Sequence related to solutions of the equation $x^x=c$ A couple years ago I remember repeatedly pressing $\sqrt{1+ans}$ into my calculator to be astonished that my calculator gives me an answer approaching the golden ratio. I was astonished, and dug deeper into this problem. I realized that the limit of the sequence given by the recurrence:
$$f(x_n)=x_{n+1}$$
Is, if the limit exists, a solution to:
$$f(x)=x$$
And applying this I realized I could solve almost every algebra problem. So here was one that I came across:
$$x^x=c$$
Easily such equation can be rearranged as:
$$x=\sqrt[x]{c}$$
Where now the problem becomes finding the limit of the sequence:
$$x_{n+1}=\sqrt[x_n]{c}$$
This method worked for some $c$ and $x_1$ like $c=2$ and $x_1=1.5$. But the problem is for some $c$ the sequence seems to alternate according to my observations, like $c=100$ (I tried $x_1=3.5$ and others but it doesn't seem to matter as long as it is positive). I ask anyone if they can help me figure out for what $c$ will this sequence converge for every given $x_1>0$.
 A: What you discovered is called a fixed point iteration.

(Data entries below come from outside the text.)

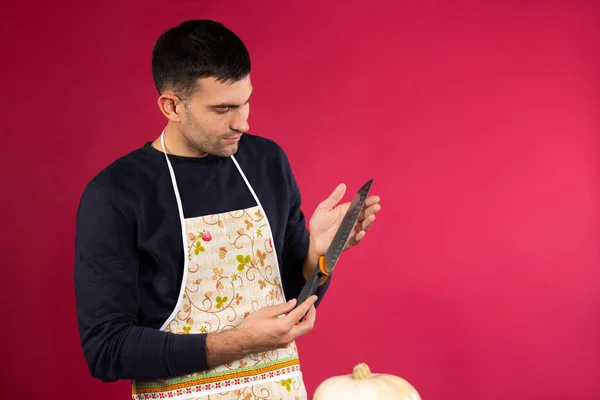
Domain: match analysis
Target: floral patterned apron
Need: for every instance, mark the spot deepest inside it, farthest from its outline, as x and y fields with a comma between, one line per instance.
x=231, y=270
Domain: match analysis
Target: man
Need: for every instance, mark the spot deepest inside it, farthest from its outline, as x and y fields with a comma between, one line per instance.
x=188, y=247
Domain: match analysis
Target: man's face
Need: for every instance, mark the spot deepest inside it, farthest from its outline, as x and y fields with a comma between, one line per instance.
x=216, y=116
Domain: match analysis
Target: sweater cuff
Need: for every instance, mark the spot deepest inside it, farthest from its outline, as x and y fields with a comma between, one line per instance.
x=189, y=353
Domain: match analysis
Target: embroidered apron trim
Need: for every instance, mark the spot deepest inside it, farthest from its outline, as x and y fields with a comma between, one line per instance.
x=218, y=379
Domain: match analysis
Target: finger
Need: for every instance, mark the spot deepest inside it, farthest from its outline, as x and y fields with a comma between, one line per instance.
x=358, y=237
x=306, y=325
x=372, y=210
x=334, y=197
x=367, y=223
x=372, y=200
x=299, y=312
x=279, y=309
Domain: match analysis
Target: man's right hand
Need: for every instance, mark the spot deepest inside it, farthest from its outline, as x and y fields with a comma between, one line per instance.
x=264, y=330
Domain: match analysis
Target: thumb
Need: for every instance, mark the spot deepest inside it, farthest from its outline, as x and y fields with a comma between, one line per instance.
x=334, y=197
x=279, y=309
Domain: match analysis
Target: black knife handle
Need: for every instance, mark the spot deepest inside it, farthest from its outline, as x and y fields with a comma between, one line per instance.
x=310, y=287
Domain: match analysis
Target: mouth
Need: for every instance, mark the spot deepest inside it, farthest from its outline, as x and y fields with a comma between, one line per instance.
x=232, y=139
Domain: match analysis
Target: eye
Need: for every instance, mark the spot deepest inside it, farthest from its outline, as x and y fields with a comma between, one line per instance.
x=222, y=110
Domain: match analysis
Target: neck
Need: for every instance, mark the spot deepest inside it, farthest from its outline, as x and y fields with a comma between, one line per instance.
x=176, y=144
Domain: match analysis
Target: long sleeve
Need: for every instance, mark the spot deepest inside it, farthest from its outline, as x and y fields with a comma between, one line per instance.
x=296, y=243
x=106, y=288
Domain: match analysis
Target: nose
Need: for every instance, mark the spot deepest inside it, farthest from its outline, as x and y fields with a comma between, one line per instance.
x=239, y=120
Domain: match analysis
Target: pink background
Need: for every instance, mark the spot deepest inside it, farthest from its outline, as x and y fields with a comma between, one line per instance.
x=478, y=121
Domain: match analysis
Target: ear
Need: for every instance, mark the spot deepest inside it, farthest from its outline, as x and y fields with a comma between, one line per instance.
x=171, y=106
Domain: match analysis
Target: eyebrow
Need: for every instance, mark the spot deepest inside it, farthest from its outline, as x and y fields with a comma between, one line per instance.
x=223, y=105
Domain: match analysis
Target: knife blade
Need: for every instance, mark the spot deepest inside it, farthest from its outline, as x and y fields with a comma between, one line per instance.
x=328, y=262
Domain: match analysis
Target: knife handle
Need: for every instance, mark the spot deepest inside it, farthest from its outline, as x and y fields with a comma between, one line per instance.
x=310, y=287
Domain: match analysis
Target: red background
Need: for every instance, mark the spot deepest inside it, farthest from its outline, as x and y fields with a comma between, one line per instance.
x=478, y=121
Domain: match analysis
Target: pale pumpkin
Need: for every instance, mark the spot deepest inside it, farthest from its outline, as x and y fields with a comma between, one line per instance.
x=364, y=385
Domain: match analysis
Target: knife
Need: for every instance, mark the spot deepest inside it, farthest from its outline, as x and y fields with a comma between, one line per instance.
x=328, y=262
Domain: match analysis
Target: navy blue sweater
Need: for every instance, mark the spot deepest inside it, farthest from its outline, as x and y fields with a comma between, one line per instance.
x=129, y=253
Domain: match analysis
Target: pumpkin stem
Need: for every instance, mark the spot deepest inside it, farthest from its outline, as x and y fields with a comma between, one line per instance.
x=361, y=371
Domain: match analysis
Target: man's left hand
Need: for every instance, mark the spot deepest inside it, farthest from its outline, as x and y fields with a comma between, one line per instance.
x=328, y=216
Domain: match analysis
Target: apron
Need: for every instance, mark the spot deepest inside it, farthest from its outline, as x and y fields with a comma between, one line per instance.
x=230, y=271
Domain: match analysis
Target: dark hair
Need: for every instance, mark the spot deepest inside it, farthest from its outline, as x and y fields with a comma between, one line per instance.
x=197, y=49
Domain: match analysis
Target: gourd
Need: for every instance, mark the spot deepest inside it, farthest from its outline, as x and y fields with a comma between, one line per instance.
x=361, y=384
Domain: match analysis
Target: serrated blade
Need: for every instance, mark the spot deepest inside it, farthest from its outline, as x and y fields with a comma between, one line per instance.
x=343, y=233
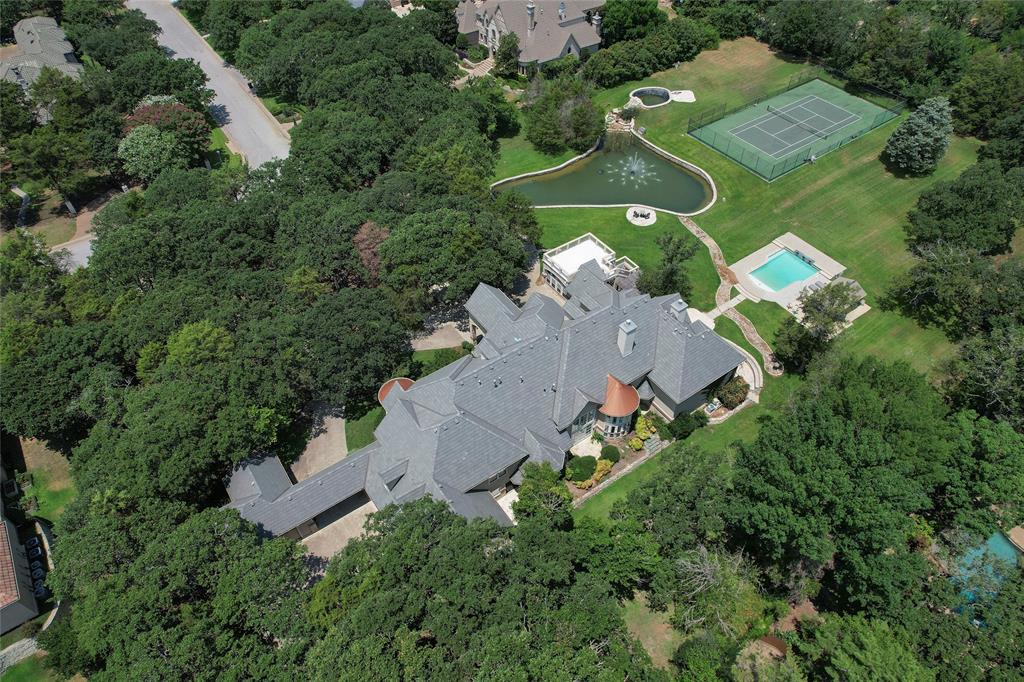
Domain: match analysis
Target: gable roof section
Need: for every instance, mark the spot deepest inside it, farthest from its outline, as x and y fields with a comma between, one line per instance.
x=689, y=356
x=40, y=43
x=313, y=496
x=450, y=433
x=551, y=33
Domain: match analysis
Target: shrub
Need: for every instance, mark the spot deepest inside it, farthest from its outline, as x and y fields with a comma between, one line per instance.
x=733, y=392
x=610, y=454
x=682, y=426
x=563, y=116
x=581, y=468
x=603, y=467
x=920, y=141
x=679, y=40
x=644, y=429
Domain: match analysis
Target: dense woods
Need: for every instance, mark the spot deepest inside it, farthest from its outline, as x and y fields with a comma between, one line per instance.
x=218, y=305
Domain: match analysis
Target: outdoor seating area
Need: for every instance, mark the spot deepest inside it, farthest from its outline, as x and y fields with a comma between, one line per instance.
x=782, y=269
x=641, y=216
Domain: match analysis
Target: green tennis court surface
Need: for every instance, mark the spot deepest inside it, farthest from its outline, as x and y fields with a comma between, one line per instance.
x=778, y=134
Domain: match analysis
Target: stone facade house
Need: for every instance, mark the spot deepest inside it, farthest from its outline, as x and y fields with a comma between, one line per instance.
x=541, y=378
x=40, y=43
x=17, y=602
x=547, y=30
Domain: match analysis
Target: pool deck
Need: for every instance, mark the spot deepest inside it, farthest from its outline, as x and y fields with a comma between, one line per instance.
x=828, y=269
x=1016, y=536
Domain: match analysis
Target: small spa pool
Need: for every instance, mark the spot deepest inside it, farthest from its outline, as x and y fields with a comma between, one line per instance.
x=783, y=268
x=651, y=96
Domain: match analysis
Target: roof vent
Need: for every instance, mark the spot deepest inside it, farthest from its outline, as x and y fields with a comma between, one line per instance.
x=679, y=308
x=627, y=337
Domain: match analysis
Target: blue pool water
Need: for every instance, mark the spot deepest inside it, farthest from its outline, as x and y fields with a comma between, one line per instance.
x=978, y=564
x=782, y=269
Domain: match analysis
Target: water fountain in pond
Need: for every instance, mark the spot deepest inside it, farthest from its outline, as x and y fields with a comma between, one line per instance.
x=632, y=169
x=623, y=172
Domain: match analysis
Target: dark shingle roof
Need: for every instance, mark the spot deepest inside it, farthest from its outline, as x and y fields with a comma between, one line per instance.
x=460, y=429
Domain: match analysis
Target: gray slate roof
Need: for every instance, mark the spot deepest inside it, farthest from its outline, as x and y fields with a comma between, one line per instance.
x=548, y=38
x=40, y=43
x=468, y=427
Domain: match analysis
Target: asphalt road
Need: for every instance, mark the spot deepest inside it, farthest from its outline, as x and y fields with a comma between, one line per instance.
x=247, y=123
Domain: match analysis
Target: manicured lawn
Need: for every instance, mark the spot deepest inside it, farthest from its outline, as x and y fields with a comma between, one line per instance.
x=729, y=330
x=359, y=432
x=652, y=630
x=284, y=111
x=52, y=485
x=218, y=142
x=425, y=356
x=54, y=225
x=737, y=72
x=30, y=670
x=610, y=225
x=848, y=206
x=23, y=631
x=742, y=426
x=517, y=156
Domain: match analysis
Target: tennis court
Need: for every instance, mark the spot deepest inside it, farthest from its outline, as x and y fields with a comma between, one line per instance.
x=780, y=133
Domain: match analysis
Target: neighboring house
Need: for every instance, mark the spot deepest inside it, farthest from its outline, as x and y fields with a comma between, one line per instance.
x=548, y=30
x=17, y=603
x=40, y=43
x=562, y=262
x=543, y=377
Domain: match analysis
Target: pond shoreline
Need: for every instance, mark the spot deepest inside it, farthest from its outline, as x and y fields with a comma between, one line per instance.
x=684, y=165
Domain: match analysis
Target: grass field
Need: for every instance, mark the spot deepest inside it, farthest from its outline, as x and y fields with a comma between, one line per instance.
x=54, y=225
x=51, y=483
x=742, y=426
x=359, y=431
x=652, y=630
x=30, y=670
x=517, y=156
x=218, y=143
x=610, y=225
x=848, y=206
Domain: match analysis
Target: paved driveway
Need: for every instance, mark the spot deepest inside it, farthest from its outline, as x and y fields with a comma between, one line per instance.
x=248, y=125
x=78, y=251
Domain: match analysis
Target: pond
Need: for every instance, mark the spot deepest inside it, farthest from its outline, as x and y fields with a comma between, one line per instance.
x=629, y=174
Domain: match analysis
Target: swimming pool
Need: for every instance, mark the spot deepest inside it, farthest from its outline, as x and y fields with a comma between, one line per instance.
x=782, y=269
x=981, y=565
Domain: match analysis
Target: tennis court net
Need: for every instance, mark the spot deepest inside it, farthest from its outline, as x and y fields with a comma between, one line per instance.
x=782, y=115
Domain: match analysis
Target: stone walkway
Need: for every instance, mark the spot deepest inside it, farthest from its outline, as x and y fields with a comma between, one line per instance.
x=328, y=444
x=479, y=69
x=17, y=652
x=724, y=299
x=445, y=335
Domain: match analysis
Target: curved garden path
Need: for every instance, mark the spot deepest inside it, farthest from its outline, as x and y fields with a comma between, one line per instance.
x=724, y=300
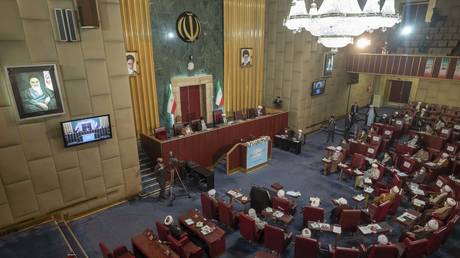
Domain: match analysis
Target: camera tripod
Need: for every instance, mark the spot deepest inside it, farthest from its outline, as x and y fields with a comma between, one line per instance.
x=174, y=172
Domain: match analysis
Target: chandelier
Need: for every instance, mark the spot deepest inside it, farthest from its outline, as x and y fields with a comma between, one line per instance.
x=336, y=22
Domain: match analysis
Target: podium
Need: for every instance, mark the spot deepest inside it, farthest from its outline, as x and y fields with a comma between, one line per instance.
x=249, y=156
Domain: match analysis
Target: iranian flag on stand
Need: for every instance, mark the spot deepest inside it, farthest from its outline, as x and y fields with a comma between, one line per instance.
x=171, y=102
x=219, y=95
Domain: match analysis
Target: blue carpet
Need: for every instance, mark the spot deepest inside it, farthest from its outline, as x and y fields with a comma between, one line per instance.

A fixed point $x$ of a function $f\colon X\rightarrow X$ is a point
  satisfying the equation $$x=f(x).$$

A fixed point iteration is defined by the sequence
\begin{align*}x_{1}&=\text{given}\\x_{n+1}&=f(x_{n})\text{ for }n>0.\end{align*}
We say this iteration converges when $x_{n}\rightarrow x$ for some $x$. The Banach fixed point thereom (a.k.a. contraction mapping principle) gives sufficient conditions for when a fixed point exists, is unique, and can be computed by a fixed point iteration (i.e. as the limit of the $x_{n}$). You should read the article on Wikipedia to familiarize yourself with the ideas.
For simplicity, let's now assume $X=\mathbb{R}$ instead of an arbitrary complete metric space, as is usually treated in the statement of the Banach fixed point theorem. One of the consequences of the theorem is as follows: let $Y\subset X$ such that $f$ is continuously differentiable on $Y$, $\sup_{Y}|f^{\prime}|\leq K$ for some $K<1$, and $f(Y)\subset Y$, then $f$ has a unique fixed point on $Y$ which can be computed by a fixed point iteration initialized in $Y$ (i.e. $x_{1}\in Y$).
In your first example, you have $f(x)=\sqrt{1+x}$. Let $Y=[0,\infty)$. Noting that $|f^{\prime}(x)|<1$ on $Y$ (check) and $f(Y)\subset Y$ trivially, it follows that for any $x_{1}\in Y$, $x_{n}\rightarrow x$ where $x$ is the unique fixed point of $f$ on $Y$. In fact, this fixed point must satisfy $x=f(x)=\sqrt{1+x}$, or equivalently, since $x\geq0$, $x^{2}=1+x$. This quadratic equation has two roots: $x=1/2\pm\sqrt{5}/2$. The positive root is, as you pointed out, the golden ratio $1.61803\ldots$
Your other problem, involves $f(x)=\sqrt[x]{c}$. It is not so clear under which conditions this satisfies the Banach fixed point theorem. In fact, as you noticed, you can find examples in which the iteration is nonconvergent.
Do not despair though, there are better ways to compute solutions to your equation. One that comes to mind is Newton's method, which you should take a look at.
In fact, a solution to your problem is given by Lambert's W function as
$$x = \frac{\ln c}{W(\ln c)}.$$
Values of the Lambert W are, in fact, often computed by Newton's method, or higher order Newton's methods.

Addendum
Newton's method for $g(x)=x^{x}-c$ is given by \begin{align*}x_1&=\text{given}\\x_{n+1}&=f(x_{n})\text{ for }n>0\end{align*} where $$f(x)=x+\frac{cx^{-x}-1}{1+\ln x}. $$ Since $g^{\prime\prime}(x)\geq0$ for $x>0$ and $f(x)>1/e$ for $x>1/e$ (check), it follows that Newton's method converges whenever $x_{1}>1/e$ and $x=f(x)$ has a solution with $x>1/e$ (see this). This is true at least when $c\geq1$, so that we can conclude:

Newton's method for $x^x - c = 0$ converges for $c \geq 1$ and $x_1 > 1/e$.

Here's some MATLAB code:
c = 100.; % Value of c
x = 1.; % Initial guess
while 1
    x_new = x + (c*x^(-x) - 1)/(1 + log(x));
    if abs (x_new - x) < 1e-12; break; end
    x = x_new;
end
disp (x) % Solution